2). The maintenance guy is doing some work in your apartment and things have gone missing before when he was there: As soon as you tell your boss that your maintenance guy is a potential criminal, you’ll be immediately excused from work so you can go protect your possessions while he fixes up your apartment.  No questions asked.  And this is one you can reuse sparingly even with the same boss.  Washer/dryer isn’t working…roof is leaking…rat infestation…plenty of different reasons your maintenance guy could be making multiple calls to your apartment.
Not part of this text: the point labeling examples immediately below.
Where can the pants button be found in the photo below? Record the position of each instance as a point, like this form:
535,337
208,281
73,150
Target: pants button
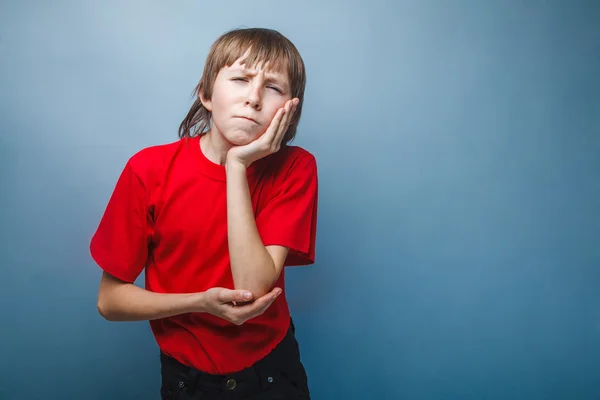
231,383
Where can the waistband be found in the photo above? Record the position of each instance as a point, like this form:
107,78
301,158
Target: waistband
282,359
3). There’s an important package being delivered to your apartment that you have to sign for: This one is weaker than the first two, but in a pinch it can work.  If you can get your boss to understand exactly why it’s so important, even better.  I’ve tried this one before, but I don’t suggest using it: “My mom sent an Easter package and if I don’t get the Cadbury Mini-Eggs in the fridge right away, they won’t be the perfect amount of cold when I try to eat them later.”

4). You have to pick up your brother/girlfriend/cousin at the airport: For some reason, picking someone up from the airport works well, even though everyone knows that person is perfectly capable of taking a cab or public transportation up to the city.  When I first moved to San Francisco, I used this one every other week, and my boss just assumed that all of my relatives were coming to visit me in my new city.  Just don’t say you have to go pick up your friend.  Family members and significant others work; friends for some reason do not.

5). Find out your boss’s interests and work off of them: I’ve had a boss who was a big time skier.  All I ever had to do during the winter is tell him on a Friday morning that I was leaving early that afternoon to drive up to Tahoe.  He was perfectly fine with it because he understands how awful it is to leave for Tahoe after a full day of work.  He was even a little jealous and would tell me fun skiing stories whenever I told him I was taking off early.  I’ve also had bosses who were huge Boston sports fans.  Sometimes before I could even ask, he’d beat me to the punch by asking if I was heading home early to catch the Celtics playoff game or the Patriots Monday night game.  Absolutely I’m planning to leave early for that.  I’ve never had a woman boss, but I bet I would have gone with, “I’m leaving early to see the new Sex And the City Movie,” if it would have gotten me out early.